Site slowness
Incident Report for Clockwise MD
Postmortem

Summary

The maintenance window on the night of 2/23 included several changes of which one was a web server switch from Unicorn to Puma. This changes the application servicing model from process to multithreaded request handling. The change had been running in staging for 6 months. It’s also a change many other companies have made in the last two years as Puma has become the default web server for many web sites.

The web server change caused an unexpected slowdown in application performance when under heavy load not seen in previous testing.

Cause

On Sunday afternoon (2/24 from 1615 to 1705 UTC), we saw issues with slow response times and upon investigation, database connection issues. With the new configuration, the database pool size needed to be increased and that change didn’t roll out. Once the change was rolled out, everything stabilized as Sunday went on.

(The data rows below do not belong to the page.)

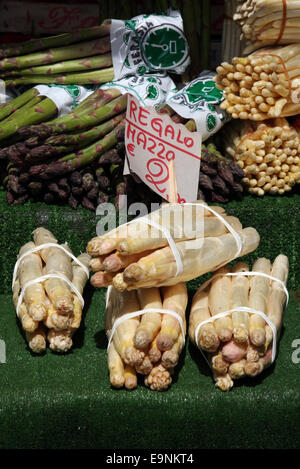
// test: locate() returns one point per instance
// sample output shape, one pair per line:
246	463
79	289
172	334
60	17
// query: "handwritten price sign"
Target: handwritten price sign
152	141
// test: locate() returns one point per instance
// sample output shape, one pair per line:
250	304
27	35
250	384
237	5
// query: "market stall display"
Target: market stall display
249	309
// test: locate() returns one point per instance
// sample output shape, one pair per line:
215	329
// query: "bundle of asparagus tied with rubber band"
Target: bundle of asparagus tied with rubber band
48	285
265	23
150	343
262	85
241	343
232	46
268	153
82	57
173	244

Monday morning (2/25 from 1605 to 1620 UTC) proved that the problem wasn’t related to just the database connection pool but to just poorer performance on the application servers. This primarily deals with handling fewer web requests due to the multithreaded model. The decision was made to move back to a known good configuration using Unicorn. The change was being made to 2 servers to confirm it would work and it did. To finish the rollout, a base configuration was changed. The expectation was that this change would be applied when running a “configure” step against the servers individually. However, the change was immediately picked up by Chef and applied to multiple servers immediately which then dropped out of the pool. This reduced the server availability to 20% of its normal size, at which point requests weren’t being kept up with and the site started being partially unavailable. Once servers were issued a reconfigure command, they became available.

Resolution

The maintenance window did allow the rollout of several enhancements to the infrastructure. Unfortunately the change in web server design caused stability issues on Sunday and Monday. As of 1620 UTC, all web servers are running to their previous optimal configuration.

Postmortem

It was determined during Sunday’s work to stabilize the system that we could run individual servers in different configurations fairly easily. That method was used again on Monday to test out the previous web server configuration. In future maintenance cycles, the decision was made to adjust a single canary server and run it for an extended period of time in production to gather more information. Then follow that with a maintenance window to adjust all servers accordingly.

Posted 7 months ago. Feb 25, 2019 - 21:16 EST

Resolved
Partial site availability issues and site slowness.
Posted 7 months ago. Feb 25, 2019 - 10:10 EST